Cellular mechanisms of long-term depression induced by noradrenaline in rat prefrontal neurons

Abstract

Noradrenaline (NA) is released in the prefrontal cortex (PFC) during salient behavioral phases and thought to modulate PFC-mediated cognitive functions. However, cellular actions of NA in PFC neurons are still not well understood. In the present study, we investigated long-term effects of bath-applied NA (12.5 min) on glutamatergic synaptic transmission in rat PFC pyramidal neurons maintained in vitro.

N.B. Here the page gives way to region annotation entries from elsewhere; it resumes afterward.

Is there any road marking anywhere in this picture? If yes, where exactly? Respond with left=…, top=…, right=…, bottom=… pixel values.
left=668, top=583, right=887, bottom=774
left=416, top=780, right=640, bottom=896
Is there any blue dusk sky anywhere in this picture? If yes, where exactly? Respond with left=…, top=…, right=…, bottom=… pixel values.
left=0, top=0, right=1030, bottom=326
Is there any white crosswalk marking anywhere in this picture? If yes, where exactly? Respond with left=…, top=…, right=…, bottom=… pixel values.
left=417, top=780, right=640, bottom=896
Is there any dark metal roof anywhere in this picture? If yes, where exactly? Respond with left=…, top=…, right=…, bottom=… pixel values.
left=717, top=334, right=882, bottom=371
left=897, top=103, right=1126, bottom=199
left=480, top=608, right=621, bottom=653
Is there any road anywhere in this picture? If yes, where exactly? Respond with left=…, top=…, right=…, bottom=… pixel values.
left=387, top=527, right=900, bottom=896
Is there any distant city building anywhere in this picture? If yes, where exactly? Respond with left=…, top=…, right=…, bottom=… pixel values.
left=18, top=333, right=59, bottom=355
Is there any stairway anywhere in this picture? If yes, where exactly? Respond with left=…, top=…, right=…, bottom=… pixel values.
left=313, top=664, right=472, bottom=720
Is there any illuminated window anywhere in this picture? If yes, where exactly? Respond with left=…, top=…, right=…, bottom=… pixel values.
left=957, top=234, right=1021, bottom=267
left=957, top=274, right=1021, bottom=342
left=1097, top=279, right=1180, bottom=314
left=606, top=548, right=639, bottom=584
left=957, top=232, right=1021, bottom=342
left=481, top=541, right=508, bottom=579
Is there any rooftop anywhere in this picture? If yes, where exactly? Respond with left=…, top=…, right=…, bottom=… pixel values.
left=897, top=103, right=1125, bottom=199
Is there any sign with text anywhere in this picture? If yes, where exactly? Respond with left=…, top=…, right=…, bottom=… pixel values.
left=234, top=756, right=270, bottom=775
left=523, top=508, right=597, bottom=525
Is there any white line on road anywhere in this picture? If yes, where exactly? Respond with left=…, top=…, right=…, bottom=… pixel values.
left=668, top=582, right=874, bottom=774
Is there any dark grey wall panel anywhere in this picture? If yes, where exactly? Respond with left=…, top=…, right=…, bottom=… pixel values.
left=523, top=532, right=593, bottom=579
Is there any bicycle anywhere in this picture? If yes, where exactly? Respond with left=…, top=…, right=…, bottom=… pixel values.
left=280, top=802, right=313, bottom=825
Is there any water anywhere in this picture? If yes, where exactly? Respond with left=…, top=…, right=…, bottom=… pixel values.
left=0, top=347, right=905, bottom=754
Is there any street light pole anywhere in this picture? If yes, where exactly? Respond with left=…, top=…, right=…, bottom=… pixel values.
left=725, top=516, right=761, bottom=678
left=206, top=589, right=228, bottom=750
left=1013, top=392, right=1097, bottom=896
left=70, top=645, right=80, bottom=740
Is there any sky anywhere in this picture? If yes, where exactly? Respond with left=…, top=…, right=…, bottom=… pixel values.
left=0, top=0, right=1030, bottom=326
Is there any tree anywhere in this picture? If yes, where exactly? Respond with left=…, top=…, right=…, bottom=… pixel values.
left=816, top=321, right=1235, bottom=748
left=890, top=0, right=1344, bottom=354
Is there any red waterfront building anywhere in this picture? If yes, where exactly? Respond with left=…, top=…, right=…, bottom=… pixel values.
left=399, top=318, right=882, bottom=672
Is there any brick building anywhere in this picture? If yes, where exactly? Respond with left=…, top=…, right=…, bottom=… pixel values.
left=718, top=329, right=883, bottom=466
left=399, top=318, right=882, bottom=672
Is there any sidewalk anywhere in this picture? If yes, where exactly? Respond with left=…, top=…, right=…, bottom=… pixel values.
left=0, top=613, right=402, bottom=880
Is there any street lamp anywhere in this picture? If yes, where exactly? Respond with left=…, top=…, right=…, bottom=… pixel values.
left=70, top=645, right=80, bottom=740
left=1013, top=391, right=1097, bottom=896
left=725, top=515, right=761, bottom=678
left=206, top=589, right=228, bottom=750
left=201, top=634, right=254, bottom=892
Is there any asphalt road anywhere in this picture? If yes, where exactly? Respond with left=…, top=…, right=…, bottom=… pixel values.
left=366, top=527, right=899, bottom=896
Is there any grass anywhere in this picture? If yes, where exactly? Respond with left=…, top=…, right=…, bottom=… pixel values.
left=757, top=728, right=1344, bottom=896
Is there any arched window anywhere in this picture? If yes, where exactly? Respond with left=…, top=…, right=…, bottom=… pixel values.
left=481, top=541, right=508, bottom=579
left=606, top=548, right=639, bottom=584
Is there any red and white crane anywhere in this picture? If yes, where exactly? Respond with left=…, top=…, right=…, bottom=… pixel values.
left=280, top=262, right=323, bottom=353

We found that NA concentration-dependently (5 microM< or =[NA]< or =20 microM) induces long-term depression (LTD) of layer I-II to layer V pyramidal neuron glutamatergic synapses. NA acts through alpha1- and alpha2-adrenoceptors, but not beta-adrenoceptors, to induce LTD. This NA-induced LTD depends on concurrent single synaptic activations of N-methyl-d-aspartate (NMDA) receptors and requires the activation of protein kinase C and postsynaptic Extracellular signal-Regulated Kinases (ERK1/2). Western blot analyses showed that NA (20 microM for 12.5 min) indeed induces transient increases of ERK1/2 phosphorylation in PFC neurons, which is dependent at least in part on the activation of NMDA receptors and alpha1-adrenoceptors. Together, these results demonstrate that NA can lastingly depress glutamatergic synapses in rat PFC neurons through mechanisms involving alpha-adrenoceptors, NMDA receptors, and the activation of postsynaptic ERK1/2.